Because the previous crop was canola, thus depleting AM fungi in the soil, and the phosphate fertilizer was applied in a mid-row band and not with the seed that spring, the barley plants couldn’t access phosphate in the early stages of development when needed, due to the lack of phosphate readily available in the soil.

Knowing this, Thomas will make the equipment changes necessary to apply fertilizer with the seed rather than in the mid-row band. Applying a starter blend of phosphate with the seed will promote good emergence while alleviating any crop stress at that time.

Phosphate is important for plant emergence and early root development. Good crop emergence and early above- and below-ground growth will provide the best chance for Thomas to obtain his yield goals.

Because Thomas also uses liquid fertilizer, he could spray the crop with a blend including phosphate early in the spring at emergence through the pivot for irrigation (fertigation) or foliar-applied.
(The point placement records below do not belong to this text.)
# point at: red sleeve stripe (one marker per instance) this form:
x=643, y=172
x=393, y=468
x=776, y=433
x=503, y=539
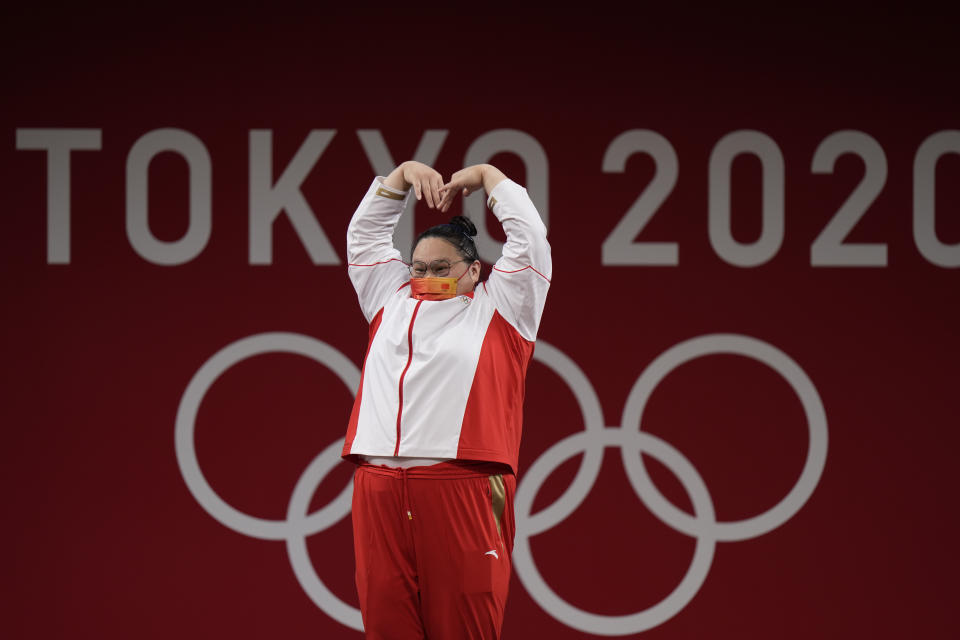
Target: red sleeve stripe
x=524, y=269
x=376, y=263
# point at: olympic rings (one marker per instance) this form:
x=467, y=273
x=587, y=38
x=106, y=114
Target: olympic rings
x=590, y=442
x=298, y=525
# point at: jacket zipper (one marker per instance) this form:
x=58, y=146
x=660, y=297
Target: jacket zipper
x=396, y=449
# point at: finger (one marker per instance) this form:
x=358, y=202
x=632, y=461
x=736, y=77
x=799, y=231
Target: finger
x=437, y=182
x=428, y=192
x=448, y=197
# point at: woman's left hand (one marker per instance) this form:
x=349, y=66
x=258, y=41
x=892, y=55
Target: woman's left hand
x=468, y=180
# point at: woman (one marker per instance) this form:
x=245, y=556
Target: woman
x=435, y=428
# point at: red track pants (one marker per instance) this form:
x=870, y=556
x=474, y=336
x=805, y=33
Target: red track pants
x=433, y=549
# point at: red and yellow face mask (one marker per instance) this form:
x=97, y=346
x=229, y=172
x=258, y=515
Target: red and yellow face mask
x=433, y=288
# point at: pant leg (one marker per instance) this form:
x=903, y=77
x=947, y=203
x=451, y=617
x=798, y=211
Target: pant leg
x=383, y=548
x=464, y=531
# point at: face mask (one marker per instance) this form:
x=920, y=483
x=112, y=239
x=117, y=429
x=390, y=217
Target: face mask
x=434, y=288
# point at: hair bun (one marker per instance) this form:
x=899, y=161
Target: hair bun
x=464, y=224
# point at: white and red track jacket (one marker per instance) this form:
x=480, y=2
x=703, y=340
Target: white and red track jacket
x=445, y=378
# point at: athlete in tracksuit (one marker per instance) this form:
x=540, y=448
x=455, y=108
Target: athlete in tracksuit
x=435, y=428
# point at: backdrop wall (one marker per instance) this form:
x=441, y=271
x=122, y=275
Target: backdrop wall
x=755, y=223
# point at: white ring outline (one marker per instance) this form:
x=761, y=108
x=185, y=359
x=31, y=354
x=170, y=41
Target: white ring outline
x=798, y=380
x=702, y=525
x=298, y=524
x=560, y=609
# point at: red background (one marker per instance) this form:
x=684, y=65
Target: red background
x=104, y=539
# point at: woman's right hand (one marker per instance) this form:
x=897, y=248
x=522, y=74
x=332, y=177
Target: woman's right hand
x=424, y=179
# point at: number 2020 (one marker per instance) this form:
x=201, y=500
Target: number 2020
x=829, y=248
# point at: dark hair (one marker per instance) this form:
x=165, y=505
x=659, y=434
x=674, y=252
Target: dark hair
x=459, y=232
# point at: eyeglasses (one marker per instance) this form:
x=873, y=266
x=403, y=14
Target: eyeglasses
x=439, y=268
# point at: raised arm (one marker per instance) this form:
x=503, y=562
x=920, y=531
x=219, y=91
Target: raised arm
x=520, y=279
x=376, y=267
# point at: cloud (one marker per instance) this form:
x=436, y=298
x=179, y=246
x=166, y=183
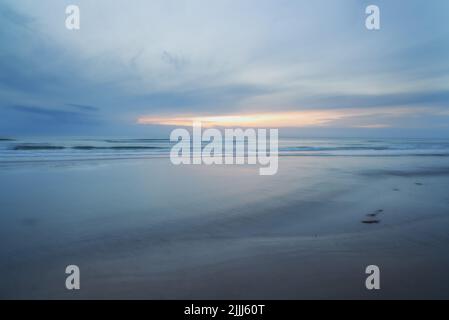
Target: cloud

When Thomas incorporated liquid fertilizer applications to the barley field seeded on canola stubble, the plants responded well and showed no effects of the slow growth and phosphate deficiency exhibited early on. Because the problem was diagnosed early and treated promptly and correctly, the yield from that field was the same as the other two seeded on winter wheat stubble.

The areas of the three barley fields under irrigation yielded about 110 bushels per acre and made malt grade, while the dryland corners of the pivot fields yielded around 50 bu/ac, but did not make malt grade due to the dry conditions.

Knowing that seeding into canola stubble can present challenges with respect to available phosphate in the spring, scouting early (i.e. at emergence) can prevent nutrient problems like this. Once symptoms are identified, quick action can be taken to feed the crop the nutrients it needs to start growing normally.

Early-season scouting for agronomic issues is vital at emergence so that any challenges to crop development can be overcome quickly to minimize effects on yield. Furthermore, continued scouting once corrective measures have been taken is important to determine if the crop is responding. Don’t assume the treatment has rectified the problem without follow-up scouting.

Bruce MacKinnon, B.Sc., CCA, works for Richardson Pioneer Ltd. in Magrath, Alta.